The closeness centrality reflects the average length of the shortest paths from a node to other nodes. Higher closeness centrality demotes a closer distance of a node to other nodes and easier reception of spillovers from outside. As can be seen from Table 2, the average closeness centrality of 31 provinces was 57.181, of which 11 provinces had a closeness centrality greater than the average, and their total value accounted for 35.48% of the total. Among the 11 provinces, the eastern developed regions were of the majority, indicating that eastern provinces were more likely to connect with other regions. The provinces that ranked among the last five in terms of closeness centrality were the same as for degree centrality, indicating that these provinces had difficulty in connecting with other provinces and had less influence on other regions.
Betweenness centrality calculates the number of the shortest paths through a node. Greater betweenness centrality means stronger control of a node over the shortest path of the network, and the greater its influence on the relationship between other nodes. During the study period, the average betweenness centrality of the 31 provinces in China was 2.939. The betweenness centrality of Beijing, Tianjin, Shanghai, Jiangsu, and Inner Mongolia was higher than the average level, signifying that these provinces were “controllers” in the spatial network. However, Ningxia, Liaoning, Jilin, and Hebei’s betweenness centrality ranked among the bottom four, making them in the “controlled” position.
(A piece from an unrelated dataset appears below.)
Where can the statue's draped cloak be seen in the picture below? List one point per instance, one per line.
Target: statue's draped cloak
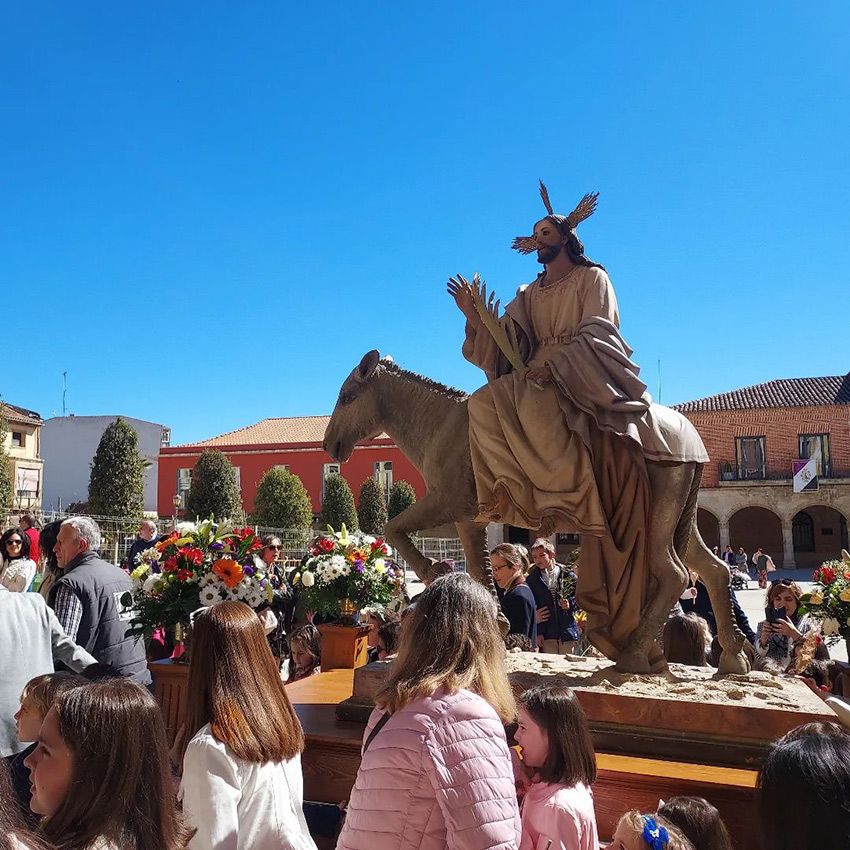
(572, 456)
3.3. Clustering Characteristics of SCN

Using the CONCOR analysis of UCINET6, this study divided the 31 provinces into four plates based on the spillover relationship numbers (Table 3). The first plate was the “net benefit” plate including Beijing and Tianjin. The relationships outside the plate were greater than the number of intra-plate connections, and the receiving relationships were greater than the spillover relationships. The second plate was the “two-way spillover” plate, which had a comparatively larger number of relationships, both inside and outside the plate. The plate included six provinces with superior geographical locations and strong strengths in all aspects, thereby becoming the main inflow and outflow sources in the SCN. The third plate was the “agent” plate, with the actual internal relationship ratio being close to the expected internal relationship ratio. The plate incorporated 12 provinces, such as Inner Mongolia and Jilin, which mainly acted as a bridge in the spatial network, transporting the overflow from the developed eastern provinces to the underdeveloped areas in the middle and western regions and transporting the resources in the opposite direction. The fourth plate was the “net spillover” plate, with the number of spillover relationships greater than the number of receiving relationships and the actual internal relationship ratio much higher than the expected internal relationship ratio. This plate included 11 provinces, such as Hunan and Henan, which mainly received spatial overflow inside the plate and received less external overflow.
Figure 4 shows that the total intra- and inter-plate spillover relationships were 57 and 70, respectively, indicating that the inter-plate spillovers dominated the spatial spillovers of the decoupling between TEG and CEs in China’s 31 provinces.
According to the density and image matrix inside and between the plates (Table 4), the density of plate two (0.167) and plate three (0.159) was comparatively higher, signifying that there was a larger correlation within the second and third plates. On the contrary, plate one and plate four had greater density with other plates, denoting that the two plates had larger spatial spillovers from the outside than the inside.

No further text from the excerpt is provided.